Among these on-lookers were three young men of a superior class, carrying small knapsacks strapped to their shoulders, and stout sticks in their hands. Their general likeness to each other, and their consecutive ages, would almost have suggested that they might be, what in fact they were, brothers. The eldest wore the white tie, high waistcoat, and thin-brimmed hat of the regulation curate; the second was the normal undergraduate; the appearance of the third and youngest would hardly have been sufficient to characterize him; there was an uncribbed, uncabined aspect in his eyes and attire, implying that he had hardly as yet found the entrance to his professional groove. That he was a desultory tentative student of something and everything might only have been predicted of him.
These three brethren told casual acquaintance that they were spending their Whitsun holidays in a walking tour through the Vale of Blackmoor, their course being south-westerly from the town of Shaston on the north-east.
They leant over the gate by the highway, and inquired as to the meaning of the dance and the white-frocked maids. The two elder of the brothers were plainly not intending to linger more than a moment, but the spectacle of a bevy of girls dancing without male partners seemed to amuse the third, and make him in no hurry to move on.
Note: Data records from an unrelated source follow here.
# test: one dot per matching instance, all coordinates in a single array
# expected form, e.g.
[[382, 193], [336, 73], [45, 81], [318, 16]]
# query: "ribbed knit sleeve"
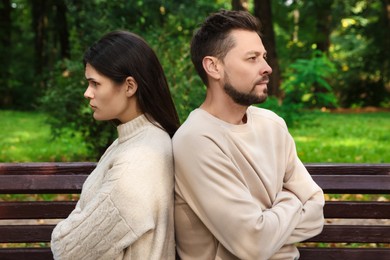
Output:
[[300, 182], [125, 209], [107, 224], [212, 187], [89, 234]]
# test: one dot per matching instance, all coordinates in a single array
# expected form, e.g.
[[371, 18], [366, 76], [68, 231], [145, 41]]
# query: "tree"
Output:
[[5, 45], [263, 10]]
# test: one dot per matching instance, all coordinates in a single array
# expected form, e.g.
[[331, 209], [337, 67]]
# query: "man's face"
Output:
[[246, 70]]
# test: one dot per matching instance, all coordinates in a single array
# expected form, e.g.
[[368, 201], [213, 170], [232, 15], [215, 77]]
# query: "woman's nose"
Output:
[[88, 94]]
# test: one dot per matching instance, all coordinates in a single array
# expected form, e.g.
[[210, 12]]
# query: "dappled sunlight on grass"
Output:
[[24, 137], [349, 138]]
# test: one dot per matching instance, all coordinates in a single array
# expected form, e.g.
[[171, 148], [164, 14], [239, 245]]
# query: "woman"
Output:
[[125, 209]]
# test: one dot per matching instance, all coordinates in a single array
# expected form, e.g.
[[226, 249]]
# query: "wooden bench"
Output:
[[67, 178]]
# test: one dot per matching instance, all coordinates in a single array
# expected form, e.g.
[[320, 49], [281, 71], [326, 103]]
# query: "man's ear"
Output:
[[212, 66], [131, 86]]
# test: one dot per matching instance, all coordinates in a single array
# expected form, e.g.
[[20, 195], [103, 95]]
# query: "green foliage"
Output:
[[69, 111], [25, 137], [343, 137], [166, 25], [290, 112], [319, 137], [306, 82]]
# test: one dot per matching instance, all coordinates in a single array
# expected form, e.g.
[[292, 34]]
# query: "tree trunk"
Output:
[[323, 24], [39, 23], [240, 5], [263, 10], [386, 44], [5, 45]]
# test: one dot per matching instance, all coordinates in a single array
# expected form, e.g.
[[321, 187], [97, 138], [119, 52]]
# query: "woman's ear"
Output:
[[212, 67], [131, 86]]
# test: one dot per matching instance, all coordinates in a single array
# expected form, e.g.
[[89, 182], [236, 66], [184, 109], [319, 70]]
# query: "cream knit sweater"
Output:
[[241, 190], [125, 209]]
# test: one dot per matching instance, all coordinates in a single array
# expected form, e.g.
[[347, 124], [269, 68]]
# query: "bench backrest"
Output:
[[67, 178]]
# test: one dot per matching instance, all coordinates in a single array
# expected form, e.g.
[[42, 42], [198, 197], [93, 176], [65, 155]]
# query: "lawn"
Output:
[[25, 137], [319, 136], [343, 137]]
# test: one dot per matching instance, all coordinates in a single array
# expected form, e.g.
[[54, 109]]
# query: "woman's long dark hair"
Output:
[[121, 54]]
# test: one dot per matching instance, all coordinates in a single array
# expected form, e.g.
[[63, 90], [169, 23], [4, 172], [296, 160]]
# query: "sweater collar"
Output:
[[132, 128]]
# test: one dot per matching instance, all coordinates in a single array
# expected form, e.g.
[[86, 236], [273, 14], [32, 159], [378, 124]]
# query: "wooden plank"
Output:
[[315, 253], [354, 184], [23, 184], [36, 209], [25, 233], [348, 168], [353, 234], [26, 253], [357, 209], [42, 168], [87, 167]]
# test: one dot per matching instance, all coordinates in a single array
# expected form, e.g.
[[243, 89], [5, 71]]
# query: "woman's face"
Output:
[[107, 99]]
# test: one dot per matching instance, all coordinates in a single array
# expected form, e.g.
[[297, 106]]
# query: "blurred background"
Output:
[[330, 81]]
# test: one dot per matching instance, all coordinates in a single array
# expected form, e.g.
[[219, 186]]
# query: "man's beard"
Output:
[[241, 98]]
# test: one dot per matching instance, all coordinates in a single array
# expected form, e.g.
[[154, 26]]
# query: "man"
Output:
[[241, 191]]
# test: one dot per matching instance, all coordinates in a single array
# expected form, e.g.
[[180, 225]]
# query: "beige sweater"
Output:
[[241, 192], [126, 206]]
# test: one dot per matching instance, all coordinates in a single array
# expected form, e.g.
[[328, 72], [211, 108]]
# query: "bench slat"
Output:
[[315, 253], [348, 168], [357, 209], [353, 234], [26, 253], [43, 168], [25, 233], [38, 184], [61, 209], [36, 209], [354, 184]]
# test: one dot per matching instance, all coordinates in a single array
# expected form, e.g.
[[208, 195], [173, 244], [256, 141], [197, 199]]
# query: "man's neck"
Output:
[[231, 113]]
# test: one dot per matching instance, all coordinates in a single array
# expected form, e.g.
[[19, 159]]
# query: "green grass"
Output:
[[319, 136], [25, 137], [343, 138]]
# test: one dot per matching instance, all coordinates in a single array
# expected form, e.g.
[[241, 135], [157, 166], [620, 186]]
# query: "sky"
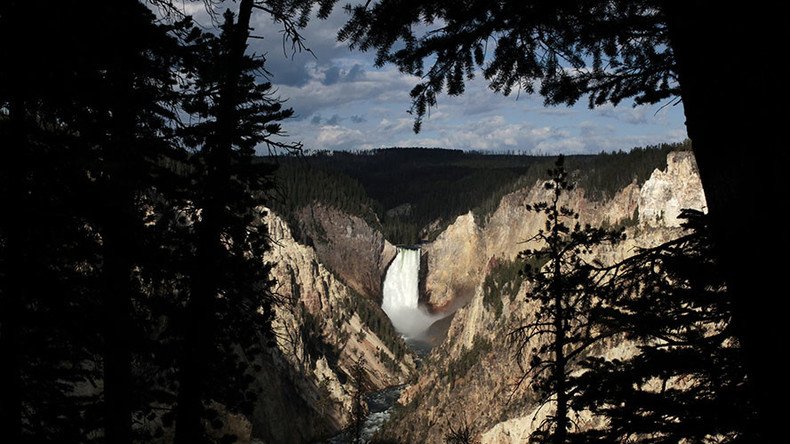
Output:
[[343, 102]]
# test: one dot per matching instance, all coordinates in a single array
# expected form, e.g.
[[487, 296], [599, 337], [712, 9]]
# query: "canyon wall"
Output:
[[473, 376], [347, 245], [322, 328]]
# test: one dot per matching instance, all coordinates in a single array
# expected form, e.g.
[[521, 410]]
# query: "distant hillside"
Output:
[[411, 194]]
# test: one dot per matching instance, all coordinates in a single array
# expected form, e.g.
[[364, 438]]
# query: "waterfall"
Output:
[[402, 292]]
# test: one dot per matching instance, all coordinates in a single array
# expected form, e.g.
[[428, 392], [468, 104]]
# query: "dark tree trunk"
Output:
[[735, 98], [560, 364], [119, 222], [117, 354], [17, 276], [210, 250]]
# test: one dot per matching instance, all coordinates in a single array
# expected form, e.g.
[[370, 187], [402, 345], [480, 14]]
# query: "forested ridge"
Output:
[[412, 194]]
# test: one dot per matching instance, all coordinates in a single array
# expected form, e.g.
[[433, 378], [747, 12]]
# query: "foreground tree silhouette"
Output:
[[687, 382], [648, 51], [565, 288], [230, 302]]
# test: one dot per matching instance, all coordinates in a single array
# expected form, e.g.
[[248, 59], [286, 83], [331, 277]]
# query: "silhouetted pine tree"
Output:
[[91, 122], [230, 300], [565, 287], [687, 382]]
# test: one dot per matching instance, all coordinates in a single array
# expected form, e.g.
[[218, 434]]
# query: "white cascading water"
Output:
[[402, 292]]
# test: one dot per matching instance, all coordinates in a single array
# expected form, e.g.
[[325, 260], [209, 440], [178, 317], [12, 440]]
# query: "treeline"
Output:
[[134, 304], [680, 375], [412, 194]]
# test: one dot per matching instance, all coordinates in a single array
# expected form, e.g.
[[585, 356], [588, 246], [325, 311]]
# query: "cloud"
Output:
[[367, 105]]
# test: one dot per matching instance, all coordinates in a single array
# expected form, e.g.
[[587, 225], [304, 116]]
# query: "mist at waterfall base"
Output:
[[401, 295]]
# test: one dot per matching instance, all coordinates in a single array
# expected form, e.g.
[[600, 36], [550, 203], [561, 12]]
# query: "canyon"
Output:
[[335, 273]]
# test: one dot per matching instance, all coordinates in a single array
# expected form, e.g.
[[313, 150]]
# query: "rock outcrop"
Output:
[[667, 192], [320, 334], [472, 377], [348, 246]]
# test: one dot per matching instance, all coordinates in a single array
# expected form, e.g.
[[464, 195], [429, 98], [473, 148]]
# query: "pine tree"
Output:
[[230, 302], [687, 382], [565, 287]]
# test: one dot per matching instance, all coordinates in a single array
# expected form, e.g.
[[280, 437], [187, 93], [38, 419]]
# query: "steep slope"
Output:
[[471, 376], [348, 246], [322, 329]]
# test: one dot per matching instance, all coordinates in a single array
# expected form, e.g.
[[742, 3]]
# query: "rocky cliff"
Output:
[[322, 328], [347, 245], [472, 376]]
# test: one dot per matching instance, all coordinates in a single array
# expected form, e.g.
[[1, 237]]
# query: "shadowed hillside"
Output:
[[412, 194]]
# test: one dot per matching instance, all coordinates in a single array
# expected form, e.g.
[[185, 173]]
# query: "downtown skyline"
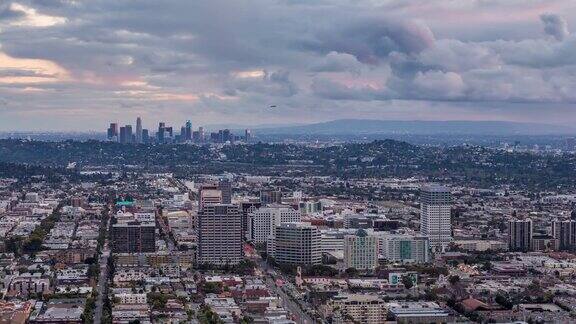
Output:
[[72, 65]]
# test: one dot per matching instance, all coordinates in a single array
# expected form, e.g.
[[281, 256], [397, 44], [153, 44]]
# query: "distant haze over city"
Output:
[[74, 66]]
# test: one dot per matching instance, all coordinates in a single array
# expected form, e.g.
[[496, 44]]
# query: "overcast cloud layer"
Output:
[[79, 64]]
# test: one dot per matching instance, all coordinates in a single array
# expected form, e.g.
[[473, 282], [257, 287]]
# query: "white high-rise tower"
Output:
[[435, 220]]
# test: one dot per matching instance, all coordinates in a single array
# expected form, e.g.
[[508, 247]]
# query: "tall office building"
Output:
[[145, 136], [134, 237], [138, 130], [225, 187], [263, 222], [564, 232], [296, 243], [126, 134], [161, 131], [201, 135], [520, 235], [188, 131], [404, 248], [361, 251], [270, 196], [435, 217], [113, 132], [220, 234]]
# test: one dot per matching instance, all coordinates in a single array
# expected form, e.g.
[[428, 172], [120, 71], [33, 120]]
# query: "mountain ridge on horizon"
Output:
[[416, 127]]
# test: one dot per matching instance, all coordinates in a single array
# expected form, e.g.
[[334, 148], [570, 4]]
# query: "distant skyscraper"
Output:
[[145, 136], [161, 131], [564, 232], [113, 132], [188, 132], [435, 217], [182, 137], [209, 194], [247, 135], [520, 235], [202, 136], [270, 196], [138, 130], [220, 234], [126, 134]]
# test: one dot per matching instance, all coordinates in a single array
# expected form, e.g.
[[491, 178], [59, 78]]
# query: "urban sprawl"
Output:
[[131, 244]]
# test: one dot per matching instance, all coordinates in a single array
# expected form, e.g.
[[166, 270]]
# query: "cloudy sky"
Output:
[[79, 64]]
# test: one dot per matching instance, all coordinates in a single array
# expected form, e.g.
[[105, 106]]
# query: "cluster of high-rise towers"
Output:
[[167, 134]]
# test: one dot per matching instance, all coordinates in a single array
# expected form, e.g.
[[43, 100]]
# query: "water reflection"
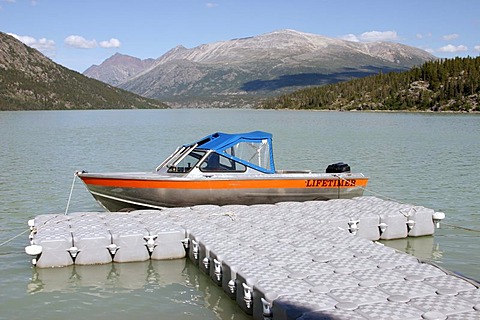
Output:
[[108, 277], [175, 286], [421, 247]]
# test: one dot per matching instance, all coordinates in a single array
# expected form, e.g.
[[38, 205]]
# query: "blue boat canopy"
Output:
[[253, 149]]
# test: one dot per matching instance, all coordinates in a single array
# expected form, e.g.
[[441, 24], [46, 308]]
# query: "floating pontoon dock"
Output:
[[309, 260]]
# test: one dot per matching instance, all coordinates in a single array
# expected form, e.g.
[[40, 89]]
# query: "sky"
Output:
[[80, 33]]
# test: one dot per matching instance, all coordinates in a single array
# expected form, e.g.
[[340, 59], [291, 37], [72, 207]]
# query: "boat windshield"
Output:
[[185, 161], [257, 153]]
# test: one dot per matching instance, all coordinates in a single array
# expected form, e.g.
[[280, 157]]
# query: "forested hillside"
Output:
[[440, 85]]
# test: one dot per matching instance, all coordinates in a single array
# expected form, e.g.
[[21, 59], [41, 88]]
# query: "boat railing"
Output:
[[293, 171]]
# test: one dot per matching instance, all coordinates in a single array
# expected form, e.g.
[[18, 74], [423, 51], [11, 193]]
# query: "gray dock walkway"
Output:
[[311, 260]]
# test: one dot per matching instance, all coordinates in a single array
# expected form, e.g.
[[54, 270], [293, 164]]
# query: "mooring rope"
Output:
[[71, 191], [13, 238], [458, 227]]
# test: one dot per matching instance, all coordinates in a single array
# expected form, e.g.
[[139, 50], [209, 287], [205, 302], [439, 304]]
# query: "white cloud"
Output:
[[43, 44], [378, 36], [423, 35], [350, 37], [450, 37], [112, 43], [80, 42], [452, 49]]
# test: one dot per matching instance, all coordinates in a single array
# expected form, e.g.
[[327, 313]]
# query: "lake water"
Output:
[[423, 159]]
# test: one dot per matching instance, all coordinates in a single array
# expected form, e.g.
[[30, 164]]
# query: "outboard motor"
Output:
[[338, 167]]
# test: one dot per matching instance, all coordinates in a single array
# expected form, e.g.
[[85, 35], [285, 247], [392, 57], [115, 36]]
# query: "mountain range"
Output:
[[239, 72], [31, 81]]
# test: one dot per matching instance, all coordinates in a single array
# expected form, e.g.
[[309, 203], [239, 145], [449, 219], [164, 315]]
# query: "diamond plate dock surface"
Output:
[[310, 260]]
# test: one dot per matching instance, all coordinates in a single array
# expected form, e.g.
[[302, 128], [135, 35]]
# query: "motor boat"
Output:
[[221, 169]]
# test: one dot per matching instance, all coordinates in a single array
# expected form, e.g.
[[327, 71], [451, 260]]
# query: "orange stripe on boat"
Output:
[[227, 184]]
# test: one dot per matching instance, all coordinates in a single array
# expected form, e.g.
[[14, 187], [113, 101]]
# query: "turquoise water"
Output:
[[422, 159]]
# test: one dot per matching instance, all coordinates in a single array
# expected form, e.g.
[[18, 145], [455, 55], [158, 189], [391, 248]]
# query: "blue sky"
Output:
[[80, 33]]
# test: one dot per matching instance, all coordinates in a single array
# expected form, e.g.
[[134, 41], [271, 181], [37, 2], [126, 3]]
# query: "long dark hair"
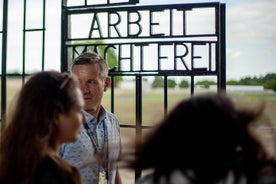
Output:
[[30, 128]]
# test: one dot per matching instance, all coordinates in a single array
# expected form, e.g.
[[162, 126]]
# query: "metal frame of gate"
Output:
[[71, 48]]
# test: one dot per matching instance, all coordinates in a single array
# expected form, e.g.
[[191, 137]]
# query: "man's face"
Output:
[[91, 85]]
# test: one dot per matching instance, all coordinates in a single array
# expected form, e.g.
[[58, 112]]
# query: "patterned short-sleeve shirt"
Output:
[[82, 152]]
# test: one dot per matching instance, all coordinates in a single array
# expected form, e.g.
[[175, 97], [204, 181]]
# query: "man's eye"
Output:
[[91, 82]]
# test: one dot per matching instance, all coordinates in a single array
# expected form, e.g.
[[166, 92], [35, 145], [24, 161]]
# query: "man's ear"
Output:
[[107, 83]]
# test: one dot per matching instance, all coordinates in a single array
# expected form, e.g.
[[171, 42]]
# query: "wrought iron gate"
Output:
[[131, 32]]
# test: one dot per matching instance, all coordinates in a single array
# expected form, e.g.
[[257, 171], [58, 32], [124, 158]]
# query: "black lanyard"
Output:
[[94, 140]]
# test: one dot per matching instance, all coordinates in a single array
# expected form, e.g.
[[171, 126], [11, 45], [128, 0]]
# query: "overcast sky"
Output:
[[250, 35]]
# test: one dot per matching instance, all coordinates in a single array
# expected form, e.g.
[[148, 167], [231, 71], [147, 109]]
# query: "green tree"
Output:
[[184, 84], [205, 83]]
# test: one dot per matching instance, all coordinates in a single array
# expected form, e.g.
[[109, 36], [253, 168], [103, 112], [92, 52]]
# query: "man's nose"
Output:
[[84, 88]]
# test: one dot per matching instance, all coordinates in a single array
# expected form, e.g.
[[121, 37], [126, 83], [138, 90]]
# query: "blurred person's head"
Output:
[[206, 134]]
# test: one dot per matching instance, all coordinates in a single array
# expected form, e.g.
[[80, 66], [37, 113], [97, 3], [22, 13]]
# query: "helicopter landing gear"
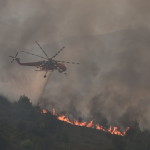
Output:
[[45, 75]]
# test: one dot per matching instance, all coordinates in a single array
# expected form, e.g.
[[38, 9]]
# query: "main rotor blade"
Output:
[[58, 52], [12, 61], [42, 49], [34, 54], [69, 62]]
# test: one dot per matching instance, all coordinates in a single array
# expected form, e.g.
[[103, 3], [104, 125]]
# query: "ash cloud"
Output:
[[109, 38]]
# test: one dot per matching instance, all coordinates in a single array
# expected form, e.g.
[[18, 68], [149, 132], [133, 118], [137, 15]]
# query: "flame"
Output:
[[111, 129]]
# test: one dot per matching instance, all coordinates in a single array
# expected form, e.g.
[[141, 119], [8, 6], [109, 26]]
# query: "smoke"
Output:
[[109, 39]]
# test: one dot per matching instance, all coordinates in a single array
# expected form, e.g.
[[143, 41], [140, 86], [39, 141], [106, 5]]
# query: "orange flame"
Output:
[[111, 130]]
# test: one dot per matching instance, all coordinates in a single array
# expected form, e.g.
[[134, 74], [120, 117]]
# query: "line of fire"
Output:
[[112, 129]]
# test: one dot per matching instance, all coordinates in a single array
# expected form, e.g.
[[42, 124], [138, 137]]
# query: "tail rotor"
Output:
[[14, 57]]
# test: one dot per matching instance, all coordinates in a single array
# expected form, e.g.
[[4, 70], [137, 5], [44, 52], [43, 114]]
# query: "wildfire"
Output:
[[111, 129]]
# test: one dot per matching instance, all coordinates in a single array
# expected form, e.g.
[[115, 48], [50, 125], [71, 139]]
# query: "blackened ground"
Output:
[[24, 127]]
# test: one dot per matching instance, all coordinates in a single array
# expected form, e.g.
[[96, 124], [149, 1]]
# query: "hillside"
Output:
[[24, 127]]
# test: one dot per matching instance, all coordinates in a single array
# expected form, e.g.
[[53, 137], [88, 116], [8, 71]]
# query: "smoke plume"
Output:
[[111, 40]]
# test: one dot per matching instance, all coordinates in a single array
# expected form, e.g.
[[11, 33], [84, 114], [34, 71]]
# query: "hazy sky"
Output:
[[109, 37]]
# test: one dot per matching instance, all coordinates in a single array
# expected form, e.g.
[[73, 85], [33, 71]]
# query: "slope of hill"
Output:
[[24, 127]]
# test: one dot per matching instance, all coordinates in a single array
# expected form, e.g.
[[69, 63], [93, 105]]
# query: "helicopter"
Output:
[[48, 64]]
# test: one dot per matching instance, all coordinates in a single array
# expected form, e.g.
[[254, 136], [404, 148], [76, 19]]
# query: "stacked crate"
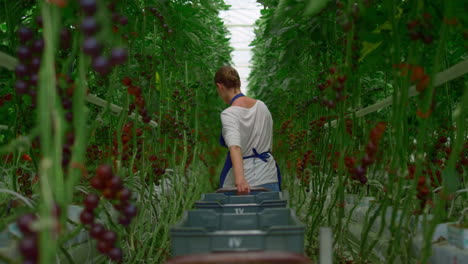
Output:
[[240, 223]]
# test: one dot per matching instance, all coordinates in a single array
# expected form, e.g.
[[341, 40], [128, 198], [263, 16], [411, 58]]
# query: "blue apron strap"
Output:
[[278, 172], [226, 168]]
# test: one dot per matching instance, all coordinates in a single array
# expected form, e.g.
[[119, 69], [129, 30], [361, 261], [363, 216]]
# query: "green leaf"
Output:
[[451, 180], [314, 7]]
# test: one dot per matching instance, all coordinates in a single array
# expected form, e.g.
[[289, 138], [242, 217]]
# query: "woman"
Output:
[[248, 134]]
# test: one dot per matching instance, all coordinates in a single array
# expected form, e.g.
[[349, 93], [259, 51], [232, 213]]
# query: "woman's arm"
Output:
[[238, 167]]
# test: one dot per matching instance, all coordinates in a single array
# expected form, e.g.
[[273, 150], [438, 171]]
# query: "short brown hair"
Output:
[[228, 76]]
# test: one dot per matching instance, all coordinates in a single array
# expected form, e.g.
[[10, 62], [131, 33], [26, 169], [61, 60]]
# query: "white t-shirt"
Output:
[[250, 128]]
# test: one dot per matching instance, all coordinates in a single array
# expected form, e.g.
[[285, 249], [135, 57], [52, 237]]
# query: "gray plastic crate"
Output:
[[205, 231], [240, 204]]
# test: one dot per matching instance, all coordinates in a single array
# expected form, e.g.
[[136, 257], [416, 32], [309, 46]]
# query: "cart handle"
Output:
[[234, 189]]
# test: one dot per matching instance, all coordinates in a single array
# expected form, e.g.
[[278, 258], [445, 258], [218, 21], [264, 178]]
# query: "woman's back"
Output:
[[250, 128]]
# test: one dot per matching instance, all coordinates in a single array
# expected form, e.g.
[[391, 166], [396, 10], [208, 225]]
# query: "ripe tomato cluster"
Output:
[[24, 180], [94, 48], [359, 172], [139, 102], [112, 189], [29, 55], [421, 29]]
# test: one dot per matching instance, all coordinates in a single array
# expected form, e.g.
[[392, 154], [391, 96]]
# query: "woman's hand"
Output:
[[242, 186]]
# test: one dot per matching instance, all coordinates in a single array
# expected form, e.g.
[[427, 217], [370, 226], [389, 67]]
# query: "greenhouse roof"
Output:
[[240, 21]]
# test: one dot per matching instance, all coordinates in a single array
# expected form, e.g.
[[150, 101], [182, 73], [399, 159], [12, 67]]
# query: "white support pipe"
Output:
[[326, 245]]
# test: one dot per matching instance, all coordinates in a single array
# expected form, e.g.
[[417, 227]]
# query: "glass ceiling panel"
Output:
[[240, 20]]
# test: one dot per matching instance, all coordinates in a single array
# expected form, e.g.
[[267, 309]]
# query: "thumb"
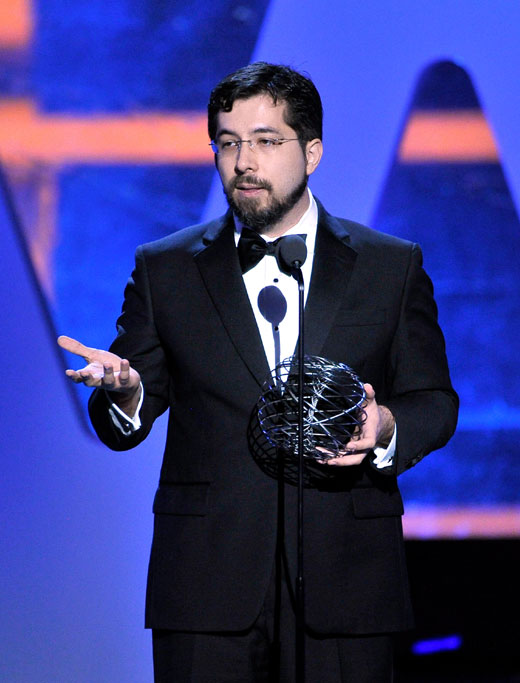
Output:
[[75, 346]]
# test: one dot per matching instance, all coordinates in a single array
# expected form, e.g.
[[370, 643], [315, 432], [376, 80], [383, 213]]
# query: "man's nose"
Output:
[[246, 159]]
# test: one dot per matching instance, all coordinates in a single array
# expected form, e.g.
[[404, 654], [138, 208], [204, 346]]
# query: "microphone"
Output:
[[291, 253]]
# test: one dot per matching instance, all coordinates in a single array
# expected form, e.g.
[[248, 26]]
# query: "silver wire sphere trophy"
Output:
[[333, 406]]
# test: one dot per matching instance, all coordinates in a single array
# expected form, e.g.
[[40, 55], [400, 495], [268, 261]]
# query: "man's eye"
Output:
[[267, 142]]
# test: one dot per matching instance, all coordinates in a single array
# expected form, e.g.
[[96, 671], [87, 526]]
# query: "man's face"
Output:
[[264, 187]]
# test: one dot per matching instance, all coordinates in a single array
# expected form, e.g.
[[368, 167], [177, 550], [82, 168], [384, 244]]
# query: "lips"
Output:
[[249, 187]]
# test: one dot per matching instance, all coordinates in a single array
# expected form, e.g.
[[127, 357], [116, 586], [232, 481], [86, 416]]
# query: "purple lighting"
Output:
[[428, 647]]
He unstrapped his knapsack, put it, with his stick, on the hedge-bank, and opened the gate.
What are you going to do, Angel?
asked the eldest.
I am inclined to go and have a fling with them. Why not all of us—just for a minute or two—it will not detain us long?
No—no; nonsense!
said the first. "Dancing in public with a troop of country hoydens—suppose we should be seen! Come along, or it will be dark before we get to Stourcastle, and there’s no place we can sleep at nearer than that; besides, we must get through another chapter of A Counterblast to Agnosticism before we turn in, now I have taken the trouble to bring the book."
All right—I’ll overtake you and Cuthbert in five minutes; don’t stop; I give my word that I will, Felix.
The two elder reluctantly left him and walked on, taking their brother’s knapsack to relieve him in following, and the youngest entered the field.
This is a thousand pities,
he said gallantly, to two or three of the girls nearest him, as soon as there was a pause in the dance. Where are your partners, my dears?
They’ve not left off work yet,
answered one of the boldest. They’ll be here by and by. Till then, will you be one, sir?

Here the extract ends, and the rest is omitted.